The U.S. pet market experienced sluggish growth in 2010 due to lingering effects of the recession, but sales are expected to increase at a faster rate in the coming years, according to a report released this week by market research publisher Packaged Facts.
“U.S. Pet Market Outlook 2011-2012” looks at U.S. pet market retail sales and trends overall and in four core categories: veterinary services, pet food, non-food pet supplies and non-medical pet services.

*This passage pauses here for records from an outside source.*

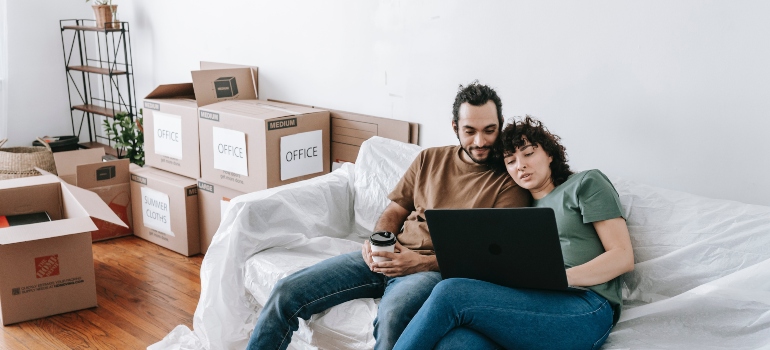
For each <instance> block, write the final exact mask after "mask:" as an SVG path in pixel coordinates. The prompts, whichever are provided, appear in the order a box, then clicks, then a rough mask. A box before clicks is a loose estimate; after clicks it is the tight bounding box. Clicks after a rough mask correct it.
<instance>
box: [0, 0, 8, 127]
mask: <svg viewBox="0 0 770 350" xmlns="http://www.w3.org/2000/svg"><path fill="white" fill-rule="evenodd" d="M5 13H6V5H5V0H0V140H2V139H5V138H7V137H8V102H7V101H8V88H7V87H6V84H8V83H7V80H8V45H7V44H6V42H7V41H8V35H7V33H8V21H7V20H6V15H5Z"/></svg>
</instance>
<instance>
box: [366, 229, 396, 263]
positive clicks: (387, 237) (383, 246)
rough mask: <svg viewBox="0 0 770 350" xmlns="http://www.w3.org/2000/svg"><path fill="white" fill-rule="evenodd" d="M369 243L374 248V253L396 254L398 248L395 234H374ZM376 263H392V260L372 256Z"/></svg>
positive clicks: (388, 233)
mask: <svg viewBox="0 0 770 350" xmlns="http://www.w3.org/2000/svg"><path fill="white" fill-rule="evenodd" d="M369 243H370V245H371V247H372V252H391V253H393V252H394V249H395V248H396V235H395V234H393V232H388V231H379V232H375V233H373V234H372V235H371V236H370V237H369ZM372 260H374V262H383V261H390V259H388V258H386V257H382V256H372Z"/></svg>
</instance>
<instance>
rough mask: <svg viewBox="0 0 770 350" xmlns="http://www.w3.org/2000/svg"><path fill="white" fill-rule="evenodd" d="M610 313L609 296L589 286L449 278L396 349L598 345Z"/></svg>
mask: <svg viewBox="0 0 770 350" xmlns="http://www.w3.org/2000/svg"><path fill="white" fill-rule="evenodd" d="M612 318H613V311H612V307H611V306H610V303H609V302H608V301H607V299H604V298H602V297H601V296H599V295H598V294H596V293H594V292H591V291H587V292H577V293H571V292H555V291H543V290H533V289H515V288H507V287H502V286H499V285H496V284H492V283H488V282H482V281H477V280H471V279H464V278H450V279H447V280H444V281H442V282H441V283H439V284H438V285H437V286H436V288H434V289H433V293H432V294H431V295H430V297H429V298H428V300H427V301H426V302H425V304H424V305H423V306H422V308H421V309H420V311H419V312H418V313H417V315H415V316H414V318H413V319H412V322H410V323H409V326H408V327H406V330H404V332H403V334H402V335H401V338H400V339H399V340H398V343H396V346H395V349H396V350H399V349H408V350H413V349H433V348H434V347H435V348H436V349H463V348H464V349H495V348H508V349H598V348H599V347H601V346H602V344H604V341H605V340H606V339H607V336H608V335H609V333H610V329H612ZM498 344H499V345H498ZM500 345H502V346H500Z"/></svg>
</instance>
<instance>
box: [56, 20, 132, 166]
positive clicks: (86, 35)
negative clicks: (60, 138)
mask: <svg viewBox="0 0 770 350" xmlns="http://www.w3.org/2000/svg"><path fill="white" fill-rule="evenodd" d="M59 26H60V29H61V38H62V52H63V53H64V66H65V71H66V77H67V90H68V92H69V102H70V119H71V121H72V133H73V134H74V135H77V136H78V137H80V133H81V132H82V131H83V126H86V127H87V129H88V140H89V142H87V143H81V144H80V146H81V147H83V148H93V147H104V148H106V149H107V151H108V153H114V149H113V148H112V144H113V142H112V141H111V140H110V139H109V138H108V137H106V136H104V135H103V130H101V128H102V123H101V122H97V119H98V120H99V121H101V118H102V117H104V118H114V117H115V115H116V114H117V113H119V112H126V113H128V115H129V116H131V118H132V119H134V120H136V115H137V113H138V112H139V110H138V109H137V107H136V105H137V101H136V91H135V89H136V87H135V86H136V84H135V83H134V67H133V59H132V55H131V35H130V31H129V25H128V22H118V23H115V26H114V27H116V28H114V29H113V28H100V27H97V25H96V21H94V20H87V19H65V20H61V21H59ZM101 141H104V142H106V143H103V142H101Z"/></svg>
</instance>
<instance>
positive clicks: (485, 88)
mask: <svg viewBox="0 0 770 350" xmlns="http://www.w3.org/2000/svg"><path fill="white" fill-rule="evenodd" d="M488 101H492V102H493V103H494V104H495V107H497V121H498V123H499V125H498V126H497V127H498V128H500V129H502V127H503V102H502V101H500V97H498V96H497V92H495V90H494V89H492V88H491V87H489V86H486V85H481V84H479V81H478V80H474V81H473V82H471V83H470V84H468V86H462V85H460V87H459V88H458V89H457V96H455V103H454V105H452V121H453V122H454V123H455V125H457V124H458V121H459V120H460V115H459V114H460V105H461V104H463V103H465V102H468V103H470V104H471V105H473V106H483V105H485V104H486V103H487V102H488ZM455 132H457V127H455Z"/></svg>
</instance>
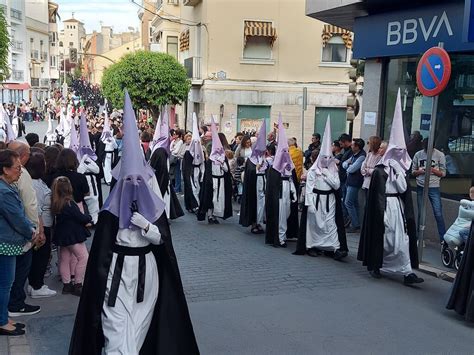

The report found that sales of all pet products and services rose 4.3 percent in 2010 to $55.07 billion. This 4.3 percent growth rate is modest compared to annual growth rates the industry has experienced over the last decade, according to Packaged Facts. For example, Packaged Facts reported in its 2010-2011 outlook that the U.S. pet market grew 5 percent in 2009 to reach $53 billion.
Sales of veterinary services increased the most in 2010 to reach $19.69 billion. Non-medical pet services experienced the second largest growth increase (5 percent) to reach $6.11 billion, followed by pet food, which increased 2.8 percent to reach $18.35 billion and pet supplies, which increased 2 percent to reach $10.92 billion.
Despite the relative sluggishness of the past year, the U.S. pet market remains healthy due to numerous strong underpinnings, such as the human-animal bond, an aging pet population and big-spending Baby Boomers, according to the report.
Packaged Facts expects the annual sales rate to notch back up to approximately 5 percent in 2011 and to nearly 6 percent in 2012, reaching $61.40 billion.
Subsequent years are projected to gradually improve upon this performance.
David Lummis, senior pet analyst for Packaged Facts and author of the report, expects the veterinary services category to continue to lead the market.
“The market bulwark will continue to be the most health-oriented category, veterinary services,” he said. “As the population of senior pets continues to rise and market participants continue to adapt human-style technologies and medications and develop new pet-specific ones, the veterinary category will experience a 9 percent compound annual growth rate, which is much higher than other segments. As a result of its faster growth, veterinary services will continue to grow as a share of the total pet market.”